Ask HN:  How do you find a tech centric group of people outside of the valley? - frankydp


======
sagacity
Here is a list of actions I can think of (in no particular order):

1\. Check with (the IT/Computer departments of) local universities/colleges

2\. Find a few local computer/hardware/software/networking/web design shops
(via Yellow pages or online search) and check with them

3\. If all else fails, 'roll your own' :-). Sign up with Meetup.com and
form/announce a group meet (a few weeks forward) - the results might surprise
you; they sure did me once.

HTH

------
ch00ey
Have you thought about checking out Startup Digest
(<http://startupdigest.com>)? They have a bunch of cities listed there.

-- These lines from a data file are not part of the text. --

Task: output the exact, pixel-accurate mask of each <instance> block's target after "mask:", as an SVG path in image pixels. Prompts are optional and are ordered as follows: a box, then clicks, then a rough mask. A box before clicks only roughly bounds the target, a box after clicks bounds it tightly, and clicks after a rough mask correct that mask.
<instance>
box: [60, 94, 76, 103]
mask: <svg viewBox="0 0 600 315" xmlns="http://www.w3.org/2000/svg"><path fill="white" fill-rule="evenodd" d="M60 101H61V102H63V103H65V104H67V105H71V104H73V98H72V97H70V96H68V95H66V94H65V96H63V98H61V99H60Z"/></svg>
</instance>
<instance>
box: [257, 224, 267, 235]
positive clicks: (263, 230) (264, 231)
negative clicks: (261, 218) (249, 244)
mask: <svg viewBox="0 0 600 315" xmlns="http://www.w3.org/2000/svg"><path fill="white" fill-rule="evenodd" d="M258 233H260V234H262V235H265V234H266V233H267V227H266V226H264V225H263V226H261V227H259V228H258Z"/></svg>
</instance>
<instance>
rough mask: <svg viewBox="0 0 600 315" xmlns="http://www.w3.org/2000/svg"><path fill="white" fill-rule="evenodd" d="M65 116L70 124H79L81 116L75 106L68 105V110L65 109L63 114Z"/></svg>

If your city isn't listed there you could always search the name of your city
in CrunchBase (<http://www.crunchbase.com>) and a you should find a bunch
people that way.

------
petercooper
Meetups have been my biggest success here in the rural UK. Find a BarCamp,
find a local tech mailing list, things like that. Even find a user group for a
technology you don't use and attend - you'll probably find people who attend
other local meetings you didn't know about.

Here in the north of the UK, the "Geekup" events and mailing list, Think
Visibility conference, iLinkoln and the NWRUG (a Ruby User Group) have been
most helpful in getting me "into the network" as it were.

------
gharbad
If you're in school, join one of the tech-centric clubs. Otherwise, scout
around for local or semi-local conferences/events.